Todo (no) cambia

Paula Nevado
Fotografía: Paula Nevado

Mueve a la sonrisa, y en ocasiones a una leve melancolía, tantos mensajes como recibimos deseando cambios a mejor de nuestras vidas cuando nace un nuevo año. Se trata de un rito, un deseo quizás noble pero que en realidad habla más de resignación que de esperanza. Porque nosotros y nuestras sociedades cambiamos muy lentamente, y los momentos de agitación que vivimos no tienen porque ser necesariamente anuncios de mudanzas notables en nuestras vidas, sino bien al contrario, suceden porque nos hemos estancado, o mejor dicho, volvemos a embarrancar en ese mundo plagado de demonios llamado tradición y creencias.

Ansiamos -aunque en realidad la experiencia nos dice lo contrario- un cambio político que traiga unas elecciones, pero eso nunca llega a ocurrir ni siquiera parcialmente. Y es que en verdad no hemos dejado de ser esas criaturas a las que deslumbran las baratijas y los grandes sucesos, fuera una tormenta violenta ayer o una vídeo conversación con nuestro novio en el Himalaya en estos momentos. Asistimos a una nueva etapa de la historia en la que suceden grandes descubrimientos. Las tecnológicas nos traen el mundo al instante hasta nuestros ojos por medio del móvil,  y uno de sus principies, Zuckerberg, nos asegura que un día no muy lejano los hombres tendremos el poder y la magia de los dioses antiguos.

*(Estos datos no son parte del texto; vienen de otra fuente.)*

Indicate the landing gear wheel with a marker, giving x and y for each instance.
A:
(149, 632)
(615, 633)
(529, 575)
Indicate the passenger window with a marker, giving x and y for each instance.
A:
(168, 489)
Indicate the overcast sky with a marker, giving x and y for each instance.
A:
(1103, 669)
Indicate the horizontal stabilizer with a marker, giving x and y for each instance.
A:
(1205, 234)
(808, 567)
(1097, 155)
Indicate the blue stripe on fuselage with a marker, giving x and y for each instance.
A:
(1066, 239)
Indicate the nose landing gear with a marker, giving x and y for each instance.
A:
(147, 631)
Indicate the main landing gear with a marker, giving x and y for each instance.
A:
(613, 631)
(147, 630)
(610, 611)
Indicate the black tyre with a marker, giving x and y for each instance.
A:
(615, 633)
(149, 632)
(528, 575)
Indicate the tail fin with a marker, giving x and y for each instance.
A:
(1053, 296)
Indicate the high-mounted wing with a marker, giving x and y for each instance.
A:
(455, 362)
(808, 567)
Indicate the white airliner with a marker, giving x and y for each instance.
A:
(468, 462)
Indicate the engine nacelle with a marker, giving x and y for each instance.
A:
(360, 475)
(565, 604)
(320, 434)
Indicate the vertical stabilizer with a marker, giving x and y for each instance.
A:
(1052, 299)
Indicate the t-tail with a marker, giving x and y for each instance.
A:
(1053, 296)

Pero nada de esto ocurrirá. No evolucionamos al paso de la piedra porque somos inteligentes, pero nuestro talento no es tan largo como para decidir los cambios ni como sociedad ni como individuos. Consideramos, por ejemplo, que Miguel Ángel lo cambió todo en el arte, cuando en realidad su genio hubiera sido imposible sin el precedente  luminoso del quattrocento y esa baja Edad Media que abría puertas al volumen y la perspectiva siglo tras siglo.

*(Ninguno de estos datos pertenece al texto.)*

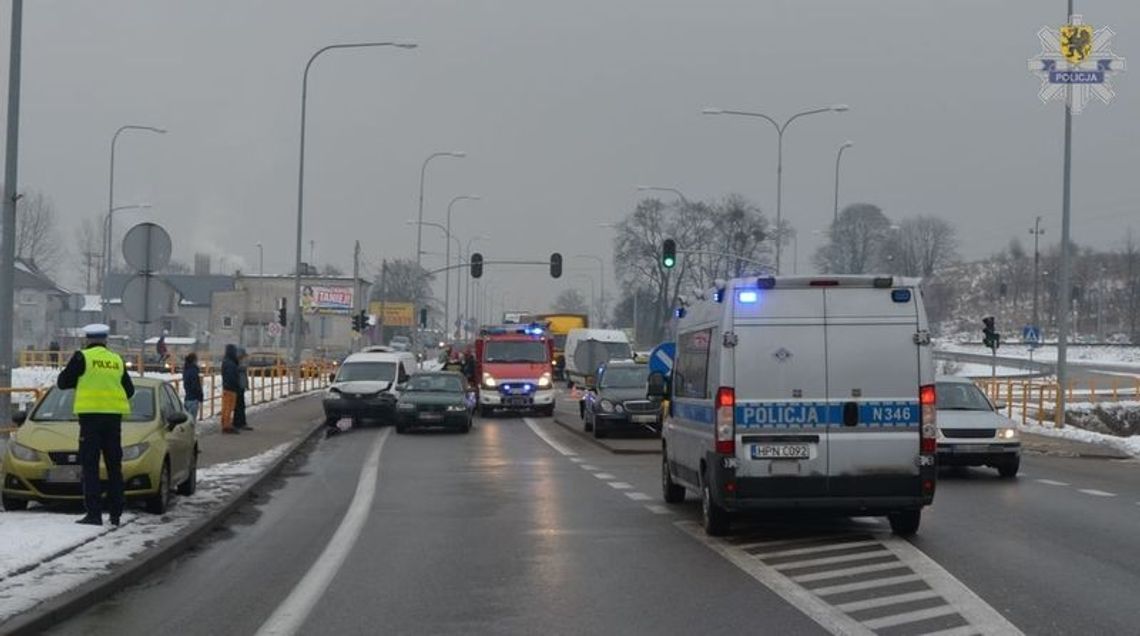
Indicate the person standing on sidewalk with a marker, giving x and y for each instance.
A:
(230, 385)
(103, 393)
(243, 383)
(192, 384)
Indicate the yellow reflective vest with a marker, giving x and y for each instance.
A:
(100, 388)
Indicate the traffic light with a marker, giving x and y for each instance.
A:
(669, 253)
(990, 335)
(555, 266)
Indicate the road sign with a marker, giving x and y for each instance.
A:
(147, 247)
(660, 359)
(145, 298)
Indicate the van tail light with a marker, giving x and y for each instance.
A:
(725, 424)
(929, 443)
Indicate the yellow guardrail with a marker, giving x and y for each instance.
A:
(1037, 400)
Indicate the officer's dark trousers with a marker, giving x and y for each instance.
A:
(102, 434)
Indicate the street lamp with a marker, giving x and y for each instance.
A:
(111, 192)
(780, 130)
(447, 262)
(601, 279)
(300, 184)
(839, 155)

Lo nuevo no tiene por qué tener más futuro que lo antiguo, al contrario, con demasiada frecuencia es lo que más pronto perece. El futuro es de lo que permanece. No pensemos que todo va a cambiar porque creamos que vamos a estallar. Si el cambio no viene de la mano de la evolución y la paciencia, a todo movimiento sorpresivo deberemos de tenerlo por un retroceso.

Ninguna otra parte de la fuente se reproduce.